A038-元気100教室 エッセイ・オピニオン

ビール讃歌 林 荘八郎

「カンパーイ!」
 初夏に飲む生ビールはうまい。ビアホールでのひとときは楽しい。

 五〇〇〇年ほど前、エジプトで誕生して以来、利尿作用がある、材料のホップには男性ホルモンが豊富だといって、ビールは身体に良い酒とされ、人気を続けてきた。

 大戦後、日本経済が復興した昭和四十年ころからは、ビール消費の伸びは酒類の中では最も高かった。飲食店、中でもビールを大量に消費するキャバレーは賑わい、中元贈答も盛んだった。食事習慣も洋風化し、その味は家庭にも浸透していった。

 

 我が国はビールの作り方をドイツから学び、モデルにした。そのため原材料は大麦、ホップ、水だけに限ると定義された。すなわち、ビールであるためには醸造発酵用の原料は大麦100%でなければならない。その酒税法がずっと続いていた。
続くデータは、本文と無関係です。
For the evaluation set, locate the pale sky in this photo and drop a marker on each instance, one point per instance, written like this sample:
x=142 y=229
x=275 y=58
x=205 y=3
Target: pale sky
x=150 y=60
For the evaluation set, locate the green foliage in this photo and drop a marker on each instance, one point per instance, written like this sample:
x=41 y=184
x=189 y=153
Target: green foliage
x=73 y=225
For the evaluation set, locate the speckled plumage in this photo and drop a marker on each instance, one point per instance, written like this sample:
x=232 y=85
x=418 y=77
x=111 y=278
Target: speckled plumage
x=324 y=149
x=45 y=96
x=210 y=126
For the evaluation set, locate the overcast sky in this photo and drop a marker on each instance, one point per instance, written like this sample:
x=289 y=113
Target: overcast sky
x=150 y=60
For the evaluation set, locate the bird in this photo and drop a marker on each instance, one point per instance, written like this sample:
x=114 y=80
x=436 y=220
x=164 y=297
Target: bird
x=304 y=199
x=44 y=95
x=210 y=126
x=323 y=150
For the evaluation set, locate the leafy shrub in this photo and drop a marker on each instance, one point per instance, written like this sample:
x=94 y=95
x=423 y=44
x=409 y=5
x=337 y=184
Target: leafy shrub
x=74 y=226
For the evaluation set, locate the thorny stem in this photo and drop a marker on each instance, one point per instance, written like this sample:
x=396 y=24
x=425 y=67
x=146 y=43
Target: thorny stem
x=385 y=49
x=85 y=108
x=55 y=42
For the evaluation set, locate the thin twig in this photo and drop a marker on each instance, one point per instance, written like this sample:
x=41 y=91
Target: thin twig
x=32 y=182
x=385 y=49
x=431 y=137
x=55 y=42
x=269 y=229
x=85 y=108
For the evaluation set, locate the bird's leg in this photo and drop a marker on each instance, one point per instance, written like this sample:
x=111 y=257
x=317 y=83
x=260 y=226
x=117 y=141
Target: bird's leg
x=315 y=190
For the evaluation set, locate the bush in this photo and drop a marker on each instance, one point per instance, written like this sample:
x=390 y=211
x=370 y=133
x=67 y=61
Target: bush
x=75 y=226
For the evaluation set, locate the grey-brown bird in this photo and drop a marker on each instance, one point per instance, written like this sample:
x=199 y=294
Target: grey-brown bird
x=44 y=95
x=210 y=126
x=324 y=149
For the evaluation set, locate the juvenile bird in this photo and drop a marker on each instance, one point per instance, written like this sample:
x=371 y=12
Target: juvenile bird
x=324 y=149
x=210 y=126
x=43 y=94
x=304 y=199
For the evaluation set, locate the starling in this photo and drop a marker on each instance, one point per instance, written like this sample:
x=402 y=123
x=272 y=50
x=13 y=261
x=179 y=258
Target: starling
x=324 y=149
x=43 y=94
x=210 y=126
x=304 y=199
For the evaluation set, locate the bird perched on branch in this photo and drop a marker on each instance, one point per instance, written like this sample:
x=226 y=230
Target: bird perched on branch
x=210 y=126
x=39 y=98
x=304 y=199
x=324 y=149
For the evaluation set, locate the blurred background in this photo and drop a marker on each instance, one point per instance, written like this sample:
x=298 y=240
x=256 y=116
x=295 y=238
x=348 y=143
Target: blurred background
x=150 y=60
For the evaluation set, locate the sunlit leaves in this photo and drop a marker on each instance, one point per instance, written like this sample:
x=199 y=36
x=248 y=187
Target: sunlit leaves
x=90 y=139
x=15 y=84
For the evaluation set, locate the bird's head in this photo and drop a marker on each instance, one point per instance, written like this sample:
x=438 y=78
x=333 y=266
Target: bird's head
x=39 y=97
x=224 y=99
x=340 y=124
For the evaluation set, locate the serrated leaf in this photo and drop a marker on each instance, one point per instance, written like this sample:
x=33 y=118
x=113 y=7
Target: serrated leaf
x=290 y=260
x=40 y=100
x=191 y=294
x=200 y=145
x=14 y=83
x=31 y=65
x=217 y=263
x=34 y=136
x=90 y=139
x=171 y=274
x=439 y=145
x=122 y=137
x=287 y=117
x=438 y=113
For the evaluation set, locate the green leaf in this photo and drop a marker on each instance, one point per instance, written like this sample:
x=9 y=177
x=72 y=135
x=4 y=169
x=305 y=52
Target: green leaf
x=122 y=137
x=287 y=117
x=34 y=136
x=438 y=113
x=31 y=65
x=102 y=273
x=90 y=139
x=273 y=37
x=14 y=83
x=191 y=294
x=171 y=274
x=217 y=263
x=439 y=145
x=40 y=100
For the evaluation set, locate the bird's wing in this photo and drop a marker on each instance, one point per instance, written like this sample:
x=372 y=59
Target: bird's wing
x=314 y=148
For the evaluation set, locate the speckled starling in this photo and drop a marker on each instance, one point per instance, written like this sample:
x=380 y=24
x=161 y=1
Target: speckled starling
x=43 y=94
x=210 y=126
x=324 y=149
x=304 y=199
 日本のビール酒税は他国に比べ、とても高い。業界は価格を下げて消費を増やしたいと考え、課せられている酒税の引き下げを、国税庁へ求め続けた。しかし、国の税収の中で所得税、法人税に次ぐ大きな財源だ。
 ビール酒税はその中でも筆頭なので抵抗は強く、引き下げてくれない。

 平成時代に入るとその消費が減り始めた。ビールメーカーの格闘が始まった。あるメーカーは、発泡酒を発売した(平成六年)。
 原料の大麦比率を99%にして米や澱粉を混ぜた。酒税の安い製品だ。ビールと呼ばれなくても、味はほとんど同じである上に、値段が安い。消費者に受け入れられて発泡酒は大流行した。そのため、ビールの消費は減り発泡酒が増加した。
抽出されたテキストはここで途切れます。